I need to write a custom malloc for GPU programming. Will this work correctly?
void* malloc(int size, int* bytesUsed, uchar* memory){
int startIdx = (*bytesUsed);
(*bytesUsed) += size;
return (void*)(memory+startIdx);
}
I'm new to C programming, I might have made pointer-arithmetic related errors or something... the idea is bytesUsed
gives you the index into memory
of the first free address, so you increment it by size
and then return the incremented index as a pointer.
[Edit 2023] sizeof(max_align_t)
corrected to alignof(max_align_t)
.
There are some issues:
Largest problem is alignment. The returned pointer needs to be aligned. Since this malloc()
is not given the pointer type needed, use max_align_t
"which is an object type whose alignment is as great as is supported by the implementation in all contexts" C11dr §7.19 2. Note: *bytesUsed
needs this alignment too. So apply similar code should if other code affects it.

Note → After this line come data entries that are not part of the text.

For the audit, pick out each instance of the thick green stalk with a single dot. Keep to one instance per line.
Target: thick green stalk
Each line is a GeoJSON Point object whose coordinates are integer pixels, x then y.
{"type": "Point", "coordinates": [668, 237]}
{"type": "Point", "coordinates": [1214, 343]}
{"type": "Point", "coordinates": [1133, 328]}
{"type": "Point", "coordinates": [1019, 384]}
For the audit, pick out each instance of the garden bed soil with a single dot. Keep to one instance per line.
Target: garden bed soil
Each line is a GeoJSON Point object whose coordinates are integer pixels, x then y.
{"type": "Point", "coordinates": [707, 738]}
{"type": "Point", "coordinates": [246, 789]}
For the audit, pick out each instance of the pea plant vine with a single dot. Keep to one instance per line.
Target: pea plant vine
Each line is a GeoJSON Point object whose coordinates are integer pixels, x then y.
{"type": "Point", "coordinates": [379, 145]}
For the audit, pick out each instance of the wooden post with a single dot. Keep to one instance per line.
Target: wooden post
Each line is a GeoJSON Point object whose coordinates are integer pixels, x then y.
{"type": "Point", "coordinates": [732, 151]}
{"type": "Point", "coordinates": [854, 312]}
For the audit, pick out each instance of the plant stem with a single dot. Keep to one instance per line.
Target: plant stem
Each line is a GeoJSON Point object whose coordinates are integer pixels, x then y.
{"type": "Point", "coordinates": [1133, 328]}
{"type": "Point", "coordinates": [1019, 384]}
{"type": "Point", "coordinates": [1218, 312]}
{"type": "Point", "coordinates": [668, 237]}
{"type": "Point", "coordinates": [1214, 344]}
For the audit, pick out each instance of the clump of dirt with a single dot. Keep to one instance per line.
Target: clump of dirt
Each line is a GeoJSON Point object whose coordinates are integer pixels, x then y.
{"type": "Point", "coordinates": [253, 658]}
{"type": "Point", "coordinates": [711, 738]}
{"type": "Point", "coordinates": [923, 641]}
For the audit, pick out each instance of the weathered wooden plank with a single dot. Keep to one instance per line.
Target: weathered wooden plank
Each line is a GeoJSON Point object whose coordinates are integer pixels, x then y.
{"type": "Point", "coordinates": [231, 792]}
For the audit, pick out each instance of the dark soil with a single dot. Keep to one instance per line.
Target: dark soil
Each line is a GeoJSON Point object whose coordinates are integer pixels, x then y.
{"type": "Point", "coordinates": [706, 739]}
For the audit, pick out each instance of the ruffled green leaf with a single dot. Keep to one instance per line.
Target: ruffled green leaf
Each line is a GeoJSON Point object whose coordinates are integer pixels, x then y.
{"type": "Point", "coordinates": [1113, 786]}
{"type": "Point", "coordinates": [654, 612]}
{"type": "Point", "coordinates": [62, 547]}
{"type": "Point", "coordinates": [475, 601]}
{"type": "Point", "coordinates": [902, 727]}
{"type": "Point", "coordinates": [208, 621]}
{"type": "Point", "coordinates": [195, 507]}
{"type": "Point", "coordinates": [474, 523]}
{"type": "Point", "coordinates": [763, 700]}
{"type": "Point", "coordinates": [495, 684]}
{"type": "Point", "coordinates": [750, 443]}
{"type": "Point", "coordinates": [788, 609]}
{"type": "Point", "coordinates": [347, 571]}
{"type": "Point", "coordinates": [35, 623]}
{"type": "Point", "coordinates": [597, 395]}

if (size%alignof(max_align_t)) {
size += alignof(max_align_t) - size%alignof(max_align_t);
}
// or
size = (size + alignof(max_align_t) - 1)/alignof(max_align_t)*alignof(max_align_t);
No detection for out-of-memory.
Avoid re-using standard library names. Code can define
them in later, if needed.
// void* malloc(int size, int* bytesUsed, uchar* memory);
void* RG_malloc(int size, int* bytesUsed, uchar* memory);
// if needed
#define malloc RF_malloc
malloc()
expects a different type for allocations: size_t
, not int
.
// void* malloc(int size, int* bytesUsed, uchar* memory);
void* malloc(size_t size, size_t* bytesUsed, uchar* memory);
Cast is not needed.
// return (void*)(memory+startIdx);
return memory + startIdx;
More clear to use unsigned char
than uchar
, which hopefully is not something else.
Putting this all together
void* malloc(size_t size, size_t* bytesUsed, unsigned char* memory){
size = (size + alignof(max_align_t) - 1)/alignof(max_align_t)*alignof(max_align_t);
if (RG_ALLOC_SIZE - *bytesUsed > size) {
return NULL;
}
size_t startIdx = *bytesUsed; // See note above concerning alignment.
*bytesUsed += size;
return memory + startIdx;
}
Additionally, RG_free()
is not coded. If that is needed, this simply allocation scheme would need significant additions.